ALGORITHM FOR DETERMINING KEYWORDS FOR DISTRIBUTION OF DOCUMENTS BASED ON MACHINE LEARNING

L. Marysheva; Z. Abduvalieva; N. Sheina

ALGORITHM FOR DETERMINING KEYWORDS FOR DISTRIBUTION OF DOCUMENTS BASED ON MACHINE

LEARNING

1Marysheva L.T., 2Abduvalieva Z. A., 3Sheina N.E.

1,2Tashkent University of Information Technologies, 3Tashkent State Technical University https://doi.org/10.5281/zenodo.8436309

Abstract. The article presents a method for implementing the information environment of a structural unit for document management (such as a department, laboratories, department of work with students) of an educational organization (University, Institute) based on the integration of several systems with an additional intelligent analysis module for the purpose of electronic document management. Methods for document processing and methods for determining keywords are considered. A document type recognition module has been developed. A text recognition method based on keywords has been implemented to develop a data mining module. This article sets the task of developing an intelligent text recognition module and a method for distributing documents to the desired department.

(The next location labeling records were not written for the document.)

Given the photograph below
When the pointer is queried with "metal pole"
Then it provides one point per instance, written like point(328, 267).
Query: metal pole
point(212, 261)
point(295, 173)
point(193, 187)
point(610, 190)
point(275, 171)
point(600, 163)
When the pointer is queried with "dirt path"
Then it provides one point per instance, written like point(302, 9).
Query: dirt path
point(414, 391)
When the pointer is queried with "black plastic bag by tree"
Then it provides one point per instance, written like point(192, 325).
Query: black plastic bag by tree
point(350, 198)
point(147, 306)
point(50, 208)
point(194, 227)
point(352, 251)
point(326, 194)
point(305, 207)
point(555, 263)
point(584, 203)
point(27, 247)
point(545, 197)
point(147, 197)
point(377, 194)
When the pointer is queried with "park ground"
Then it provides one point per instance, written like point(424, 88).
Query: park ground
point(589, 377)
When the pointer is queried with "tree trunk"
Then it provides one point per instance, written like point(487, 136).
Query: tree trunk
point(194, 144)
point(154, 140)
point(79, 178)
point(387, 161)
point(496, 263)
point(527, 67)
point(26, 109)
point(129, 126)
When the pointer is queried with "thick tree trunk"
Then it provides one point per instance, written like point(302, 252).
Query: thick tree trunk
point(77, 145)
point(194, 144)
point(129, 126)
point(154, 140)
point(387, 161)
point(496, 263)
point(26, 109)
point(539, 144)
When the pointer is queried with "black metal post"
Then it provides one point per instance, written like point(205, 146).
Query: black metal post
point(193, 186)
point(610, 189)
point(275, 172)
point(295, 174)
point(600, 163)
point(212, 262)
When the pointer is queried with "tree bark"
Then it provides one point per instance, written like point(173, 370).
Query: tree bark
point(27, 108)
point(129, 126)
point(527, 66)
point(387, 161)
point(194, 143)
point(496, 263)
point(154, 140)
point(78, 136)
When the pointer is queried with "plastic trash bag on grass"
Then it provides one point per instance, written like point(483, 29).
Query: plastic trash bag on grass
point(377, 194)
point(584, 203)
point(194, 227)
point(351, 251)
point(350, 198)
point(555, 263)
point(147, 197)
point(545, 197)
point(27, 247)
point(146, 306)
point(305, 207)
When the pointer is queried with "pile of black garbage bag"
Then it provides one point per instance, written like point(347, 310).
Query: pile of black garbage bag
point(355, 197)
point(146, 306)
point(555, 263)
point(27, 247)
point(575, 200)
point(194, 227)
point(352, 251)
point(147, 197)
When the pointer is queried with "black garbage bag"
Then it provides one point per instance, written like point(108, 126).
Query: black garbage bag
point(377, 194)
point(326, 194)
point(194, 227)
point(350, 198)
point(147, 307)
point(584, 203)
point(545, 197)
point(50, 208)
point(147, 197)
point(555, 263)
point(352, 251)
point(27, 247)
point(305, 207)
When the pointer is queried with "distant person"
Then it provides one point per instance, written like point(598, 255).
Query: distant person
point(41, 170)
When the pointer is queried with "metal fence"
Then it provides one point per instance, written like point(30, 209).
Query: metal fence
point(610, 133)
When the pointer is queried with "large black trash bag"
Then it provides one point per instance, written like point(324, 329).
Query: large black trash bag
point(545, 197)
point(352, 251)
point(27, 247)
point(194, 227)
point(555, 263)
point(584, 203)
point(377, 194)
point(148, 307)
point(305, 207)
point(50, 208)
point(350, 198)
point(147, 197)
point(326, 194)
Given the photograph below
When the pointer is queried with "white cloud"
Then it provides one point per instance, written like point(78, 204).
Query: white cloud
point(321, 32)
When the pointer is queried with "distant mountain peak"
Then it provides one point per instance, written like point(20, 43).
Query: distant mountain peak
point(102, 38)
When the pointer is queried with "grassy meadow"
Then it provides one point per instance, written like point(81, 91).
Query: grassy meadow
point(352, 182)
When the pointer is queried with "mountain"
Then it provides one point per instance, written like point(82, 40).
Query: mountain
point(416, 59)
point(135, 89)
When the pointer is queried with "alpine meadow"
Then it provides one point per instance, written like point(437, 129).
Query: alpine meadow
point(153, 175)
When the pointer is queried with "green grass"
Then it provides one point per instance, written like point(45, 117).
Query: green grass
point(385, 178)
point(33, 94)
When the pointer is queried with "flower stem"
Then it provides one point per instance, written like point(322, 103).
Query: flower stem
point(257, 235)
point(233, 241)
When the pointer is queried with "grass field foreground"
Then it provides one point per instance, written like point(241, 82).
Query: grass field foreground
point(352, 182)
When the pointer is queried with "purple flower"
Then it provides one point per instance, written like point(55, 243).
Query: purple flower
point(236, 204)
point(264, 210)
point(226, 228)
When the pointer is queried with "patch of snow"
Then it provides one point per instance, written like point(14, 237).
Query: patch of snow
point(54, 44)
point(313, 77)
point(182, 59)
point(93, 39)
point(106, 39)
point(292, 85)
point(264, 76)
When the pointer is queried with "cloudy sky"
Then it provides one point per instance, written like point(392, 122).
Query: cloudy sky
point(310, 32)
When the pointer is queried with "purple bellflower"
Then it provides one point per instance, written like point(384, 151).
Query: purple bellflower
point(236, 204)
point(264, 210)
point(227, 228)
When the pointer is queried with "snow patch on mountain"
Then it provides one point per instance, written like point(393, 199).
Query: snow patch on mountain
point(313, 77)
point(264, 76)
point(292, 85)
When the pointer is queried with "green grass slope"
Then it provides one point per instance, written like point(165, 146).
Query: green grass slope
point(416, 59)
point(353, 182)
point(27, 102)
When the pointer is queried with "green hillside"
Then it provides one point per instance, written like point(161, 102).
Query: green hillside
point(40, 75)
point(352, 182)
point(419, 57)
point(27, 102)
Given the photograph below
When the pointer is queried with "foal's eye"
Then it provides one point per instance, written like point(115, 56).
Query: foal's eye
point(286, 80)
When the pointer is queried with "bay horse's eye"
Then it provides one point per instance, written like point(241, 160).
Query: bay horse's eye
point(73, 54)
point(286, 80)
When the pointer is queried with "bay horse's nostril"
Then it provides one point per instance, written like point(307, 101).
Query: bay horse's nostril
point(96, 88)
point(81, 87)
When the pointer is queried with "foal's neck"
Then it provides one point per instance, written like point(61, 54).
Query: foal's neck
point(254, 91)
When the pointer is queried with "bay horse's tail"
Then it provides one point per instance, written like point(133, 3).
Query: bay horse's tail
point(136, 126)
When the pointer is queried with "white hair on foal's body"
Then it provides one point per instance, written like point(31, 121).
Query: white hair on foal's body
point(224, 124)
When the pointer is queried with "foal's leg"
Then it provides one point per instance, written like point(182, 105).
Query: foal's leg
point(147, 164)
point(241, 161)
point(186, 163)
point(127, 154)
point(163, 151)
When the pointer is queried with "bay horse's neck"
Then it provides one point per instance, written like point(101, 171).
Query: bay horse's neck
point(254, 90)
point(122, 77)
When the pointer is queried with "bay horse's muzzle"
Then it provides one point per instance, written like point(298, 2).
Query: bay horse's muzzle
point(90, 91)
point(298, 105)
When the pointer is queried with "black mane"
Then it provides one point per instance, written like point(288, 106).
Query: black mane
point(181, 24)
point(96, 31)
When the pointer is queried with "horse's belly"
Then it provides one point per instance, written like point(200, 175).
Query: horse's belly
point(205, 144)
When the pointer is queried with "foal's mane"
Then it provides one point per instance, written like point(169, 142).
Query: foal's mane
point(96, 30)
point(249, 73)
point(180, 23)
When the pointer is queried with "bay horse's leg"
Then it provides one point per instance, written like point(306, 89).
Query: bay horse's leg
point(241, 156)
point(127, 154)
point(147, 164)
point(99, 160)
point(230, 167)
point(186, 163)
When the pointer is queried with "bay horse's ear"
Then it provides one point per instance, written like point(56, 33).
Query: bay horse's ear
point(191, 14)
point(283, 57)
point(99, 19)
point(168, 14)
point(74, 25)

Keywords: word weight, OCR, document flow, distribution, expert system, predictive analysis, Uzdoc collaboration software.

Introduction. A centralized database of information resources and the possibility of document flow between structural divisions significantly increase productivity [1]. The problem of electronic document management is relevant not only in higher educational institutions, but also in other organizations. One of the problems in document management is document identification and distribution to responsible persons or software sections. This article proposes a recognition method and data mining. When working with documents, you have to face such problems as automated processing and distribution of documents that are available for execution. The solution to this problem is to develop an intelligent module that subsequently learns itself and automatically recognizes the document. In order to increase the efficiency of document flow, Uzdoc software was developed. This software recognizes and redistributes documents that are pending execution. The developed module recognizes the type of document, and the learning module, which subsequently determines which category a particular document belongs to, distributes and redirects the document to the desired address. This method of working with documents creates a number of conveniences and automates the process of processing and execution, which leads to efficient and high-quality implementation of decrees by the administration.

Automation of the document flow process has a number of advantages, the main one of which is the time efficiency of the execution and processing of certain decrees. The following is a list of department documents. Basically, in all departments, regardless of the direction and type of training, the same categories of documents and the tasks assigned to the department are identical. There are responsible persons who are responsible for the execution of documents. The main problem is that there is no module that recognizes the document type and categorizes it. This article proposes a solution to this problem. At the Department of System and Practical Programming at TUIT named after Al Khorazmi, research work is being carried out to develop a module for

recognition, and specialized software is also being developed. Below are a number of department documents.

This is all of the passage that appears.